Canadian Football League
In 1997, Jones signed with the BC Lions. Jones played very little during his three-year tenure with the Lions, as he was relegated to the backup spot behind incumbent quarterback Damon Allen.
In 2000, Jones joined the Winnipeg Blue Bombers. Though he initially served as a backup to Kerwin Bell, Jones eventually won the starting job during the middle of the 2000 season, thereby clearing the way for the Bombers to release Bell in midseason.
In 2001, Jones was the CFLs Most Outstanding Player after leading the Bombers to a 14-4 record, including 12 straight wins. Jones was the Bombers quarterback in the 2001 Grey Cup in Montreal, where heavily favoured Winnipeg lost to the Calgary Stampeders, 27-19.

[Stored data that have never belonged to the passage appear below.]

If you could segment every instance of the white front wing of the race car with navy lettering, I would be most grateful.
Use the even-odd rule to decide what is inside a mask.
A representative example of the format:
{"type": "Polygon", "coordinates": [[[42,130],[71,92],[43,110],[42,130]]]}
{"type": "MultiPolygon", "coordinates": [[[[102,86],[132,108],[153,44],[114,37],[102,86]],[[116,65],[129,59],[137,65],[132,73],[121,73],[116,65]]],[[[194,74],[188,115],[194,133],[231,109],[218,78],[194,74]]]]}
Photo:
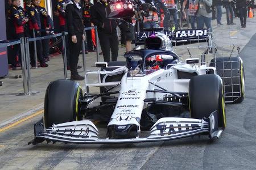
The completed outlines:
{"type": "Polygon", "coordinates": [[[99,137],[96,126],[89,120],[57,124],[48,129],[43,129],[43,120],[41,120],[34,125],[35,139],[28,144],[36,145],[44,140],[53,143],[154,142],[184,138],[201,133],[209,134],[210,138],[219,138],[222,129],[218,128],[217,120],[217,111],[210,114],[209,118],[203,118],[202,120],[178,117],[160,118],[150,129],[148,137],[128,139],[102,139],[99,137]]]}

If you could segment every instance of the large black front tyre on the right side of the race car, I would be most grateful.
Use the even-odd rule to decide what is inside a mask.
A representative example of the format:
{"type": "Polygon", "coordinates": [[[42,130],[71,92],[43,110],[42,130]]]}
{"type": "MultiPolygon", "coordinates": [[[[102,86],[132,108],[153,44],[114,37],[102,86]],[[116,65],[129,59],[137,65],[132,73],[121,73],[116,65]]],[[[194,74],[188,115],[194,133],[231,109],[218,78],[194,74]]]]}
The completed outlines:
{"type": "Polygon", "coordinates": [[[191,118],[208,118],[218,111],[219,128],[226,127],[225,100],[220,76],[215,74],[193,76],[189,81],[189,110],[191,118]]]}

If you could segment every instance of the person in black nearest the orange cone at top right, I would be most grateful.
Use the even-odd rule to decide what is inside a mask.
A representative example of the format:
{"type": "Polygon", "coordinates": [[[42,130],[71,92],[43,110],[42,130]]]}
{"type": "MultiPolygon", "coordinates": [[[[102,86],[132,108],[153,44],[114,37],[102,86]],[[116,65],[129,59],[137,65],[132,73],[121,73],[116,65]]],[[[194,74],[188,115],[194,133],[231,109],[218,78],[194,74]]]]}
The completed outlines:
{"type": "Polygon", "coordinates": [[[247,6],[246,0],[236,0],[236,6],[238,8],[238,16],[240,17],[241,27],[246,27],[246,16],[247,16],[247,6]]]}

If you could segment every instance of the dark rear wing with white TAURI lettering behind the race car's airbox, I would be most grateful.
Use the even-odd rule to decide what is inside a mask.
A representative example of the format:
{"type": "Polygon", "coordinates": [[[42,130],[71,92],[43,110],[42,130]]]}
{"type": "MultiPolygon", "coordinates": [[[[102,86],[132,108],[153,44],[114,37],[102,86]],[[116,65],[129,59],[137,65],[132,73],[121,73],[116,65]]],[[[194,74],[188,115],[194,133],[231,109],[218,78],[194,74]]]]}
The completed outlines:
{"type": "Polygon", "coordinates": [[[212,41],[212,33],[209,29],[179,29],[173,32],[159,28],[145,28],[142,32],[136,32],[135,45],[144,45],[147,37],[158,35],[158,33],[164,33],[175,46],[212,41]]]}

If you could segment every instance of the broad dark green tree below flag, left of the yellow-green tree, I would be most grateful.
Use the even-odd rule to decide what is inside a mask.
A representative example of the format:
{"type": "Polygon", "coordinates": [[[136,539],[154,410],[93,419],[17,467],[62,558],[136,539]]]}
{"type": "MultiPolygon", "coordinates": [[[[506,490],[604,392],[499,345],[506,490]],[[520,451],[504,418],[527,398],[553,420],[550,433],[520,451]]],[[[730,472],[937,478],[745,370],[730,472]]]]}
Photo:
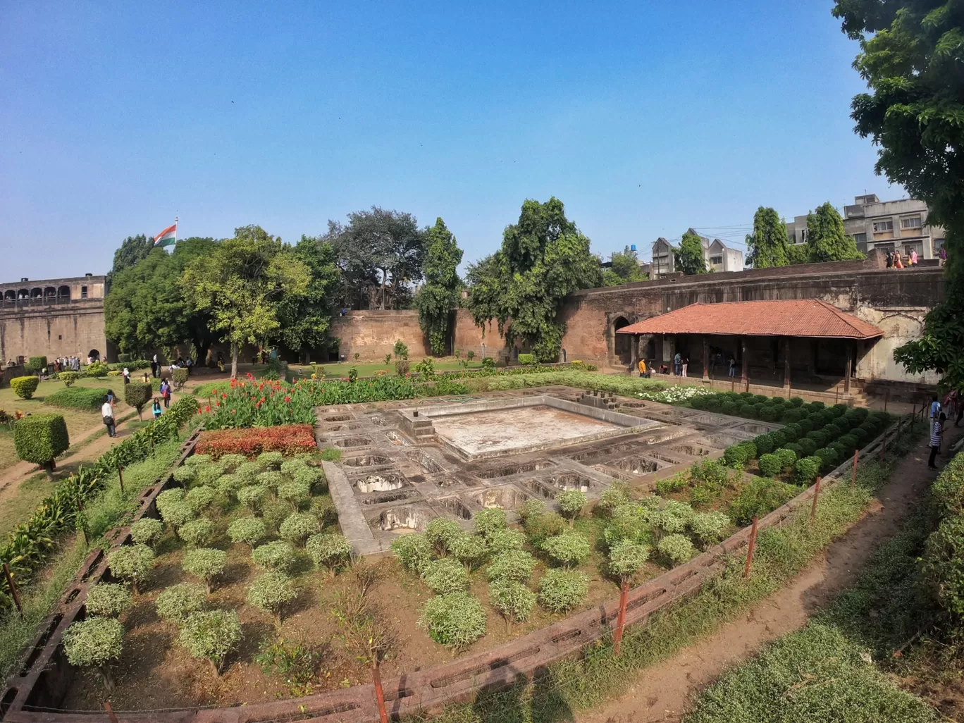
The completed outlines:
{"type": "Polygon", "coordinates": [[[216,243],[211,238],[187,238],[177,242],[173,254],[154,249],[121,270],[104,299],[107,338],[121,352],[140,356],[190,341],[203,362],[214,338],[211,317],[184,295],[180,280],[187,265],[212,253],[216,243]]]}

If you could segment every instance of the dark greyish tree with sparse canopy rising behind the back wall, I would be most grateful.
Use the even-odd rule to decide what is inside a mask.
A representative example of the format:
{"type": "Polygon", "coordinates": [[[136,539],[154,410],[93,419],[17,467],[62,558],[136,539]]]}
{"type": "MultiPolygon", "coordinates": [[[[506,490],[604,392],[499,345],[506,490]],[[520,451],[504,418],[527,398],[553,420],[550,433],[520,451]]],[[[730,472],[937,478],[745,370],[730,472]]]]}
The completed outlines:
{"type": "Polygon", "coordinates": [[[422,278],[424,239],[411,213],[372,206],[348,214],[348,225],[328,222],[323,240],[335,248],[346,306],[405,308],[422,278]]]}

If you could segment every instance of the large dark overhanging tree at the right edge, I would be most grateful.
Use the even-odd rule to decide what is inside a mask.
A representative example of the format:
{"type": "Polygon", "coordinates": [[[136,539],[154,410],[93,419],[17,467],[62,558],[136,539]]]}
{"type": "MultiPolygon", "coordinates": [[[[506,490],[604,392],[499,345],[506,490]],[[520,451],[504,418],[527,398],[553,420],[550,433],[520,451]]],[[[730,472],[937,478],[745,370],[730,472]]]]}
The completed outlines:
{"type": "Polygon", "coordinates": [[[964,27],[948,0],[838,0],[833,13],[860,41],[854,67],[868,93],[851,103],[856,132],[877,151],[876,172],[927,202],[928,222],[946,228],[944,301],[924,335],[894,359],[919,374],[935,370],[964,389],[964,27]]]}

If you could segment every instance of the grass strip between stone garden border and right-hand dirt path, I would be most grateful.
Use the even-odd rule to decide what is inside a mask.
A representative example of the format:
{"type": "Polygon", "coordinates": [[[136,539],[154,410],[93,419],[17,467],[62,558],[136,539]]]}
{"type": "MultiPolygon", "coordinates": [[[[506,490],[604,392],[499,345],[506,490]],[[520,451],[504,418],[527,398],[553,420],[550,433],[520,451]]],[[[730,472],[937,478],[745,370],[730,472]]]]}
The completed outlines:
{"type": "Polygon", "coordinates": [[[622,693],[638,671],[709,636],[799,573],[860,519],[873,493],[888,479],[893,461],[911,449],[923,431],[918,425],[889,447],[887,461],[860,469],[855,489],[842,484],[820,495],[812,527],[805,505],[784,525],[763,530],[749,579],[742,577],[745,558],[733,557],[699,592],[651,616],[647,625],[627,629],[619,657],[613,656],[611,639],[604,638],[585,646],[581,657],[549,666],[532,682],[481,694],[473,704],[450,706],[432,717],[444,723],[554,723],[622,693]]]}

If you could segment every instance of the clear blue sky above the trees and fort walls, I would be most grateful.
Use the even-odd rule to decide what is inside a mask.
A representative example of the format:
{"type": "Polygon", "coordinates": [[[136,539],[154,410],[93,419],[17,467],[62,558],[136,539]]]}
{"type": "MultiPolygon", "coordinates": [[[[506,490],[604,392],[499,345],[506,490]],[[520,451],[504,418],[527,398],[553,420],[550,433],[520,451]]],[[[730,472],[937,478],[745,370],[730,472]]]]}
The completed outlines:
{"type": "Polygon", "coordinates": [[[124,236],[373,204],[466,260],[557,196],[608,255],[742,241],[865,190],[864,85],[830,2],[0,4],[0,281],[104,273],[124,236]]]}

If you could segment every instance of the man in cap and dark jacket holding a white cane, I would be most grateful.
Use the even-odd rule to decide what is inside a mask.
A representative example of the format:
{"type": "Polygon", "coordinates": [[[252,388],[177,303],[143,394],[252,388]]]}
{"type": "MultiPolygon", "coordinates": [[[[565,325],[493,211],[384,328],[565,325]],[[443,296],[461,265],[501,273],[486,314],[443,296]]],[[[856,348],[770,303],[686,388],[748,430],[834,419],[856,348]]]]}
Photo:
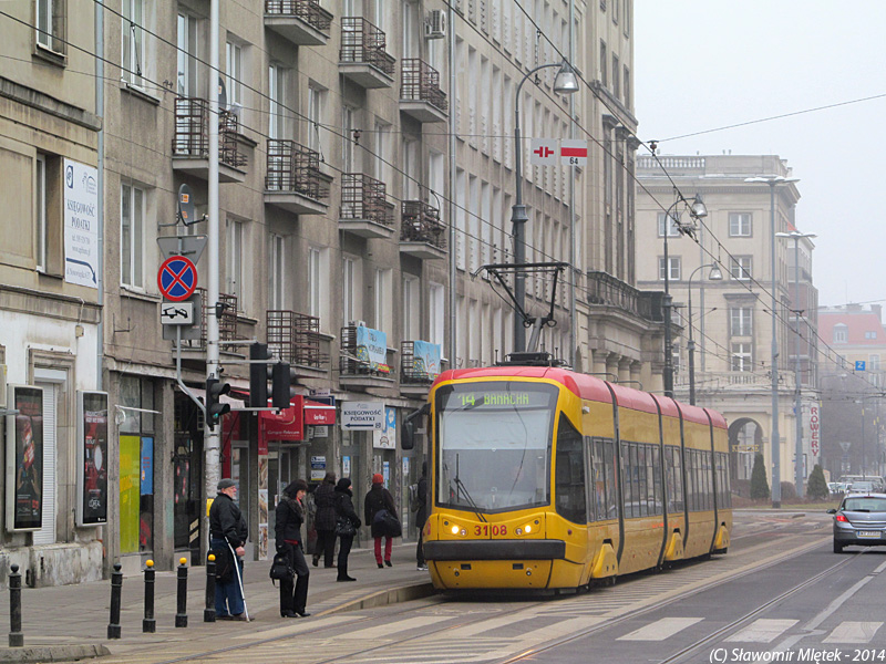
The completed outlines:
{"type": "Polygon", "coordinates": [[[243,592],[243,556],[248,531],[240,508],[234,502],[237,485],[218,483],[218,495],[209,508],[209,549],[216,559],[215,612],[218,620],[249,622],[243,592]]]}

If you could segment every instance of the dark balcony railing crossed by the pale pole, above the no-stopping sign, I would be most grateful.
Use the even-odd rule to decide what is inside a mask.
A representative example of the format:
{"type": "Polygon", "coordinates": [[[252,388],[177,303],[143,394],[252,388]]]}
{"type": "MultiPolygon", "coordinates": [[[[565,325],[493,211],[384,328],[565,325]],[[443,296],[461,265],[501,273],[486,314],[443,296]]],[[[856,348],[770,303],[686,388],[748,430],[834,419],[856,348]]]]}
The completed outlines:
{"type": "MultiPolygon", "coordinates": [[[[237,147],[237,116],[227,111],[218,120],[218,162],[231,168],[246,166],[246,155],[237,147]]],[[[176,97],[173,155],[206,159],[209,156],[209,102],[176,97]]]]}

Jones' following season (2002) was even better statistically, which included 5,353 passing yards and 46 touchdown passes. Jones is one of only four quarterbacks in CFL history to pass for over 40 touchdowns in one season (Doug Flutie, Peter Liske, and Anthony Calvillo are the only others to do so). From 2000 to 2002, Jones' 107 touchdown passes exceeded the record by any other quarterback in the CFL or NFL over the same period of time. In four seasons with Winnipeg, Jones set seventeen Bomber passing records, including throwing for five touchdowns in a game four times in one season.
During the 2004 CFL season, Jones was traded from the Blue Bombers to the Calgary Stampeders, partially due to a shoulder injury which had affected his play. In the off-season between the 2004 and 2005 seasons, the Stampeders signed free agent Henry Burris and Jones was released.
Jones attended the Edmonton Eskimos training camp at the beginning of the 2005 CFL season, but with the Eskimos signing Ricky Ray (and already having the 2004 season starter Jason Maas), Jones was released again. Midway through the 2005 season he signed with the Hamilton Tiger-Cats but was released after eight games.
Prior to the 2006 season Jones was signed by the Eskimos only to be released by them once more on June 10, 2006 as part of training camp cuts.
Three days later, on June 13, 2006, the CBC announced that Jones would be their sideline reporter for their CFL on CBC broadcasts.
On October 17, 2007, Jones inked a standard one-year contract plus an option with the Winnipeg Blue Bombers and then signed his retirement papers right after. The paperwork means Jones officially retires as a Bomber, the team he had the most success with during his four-team, nine-year CFL career.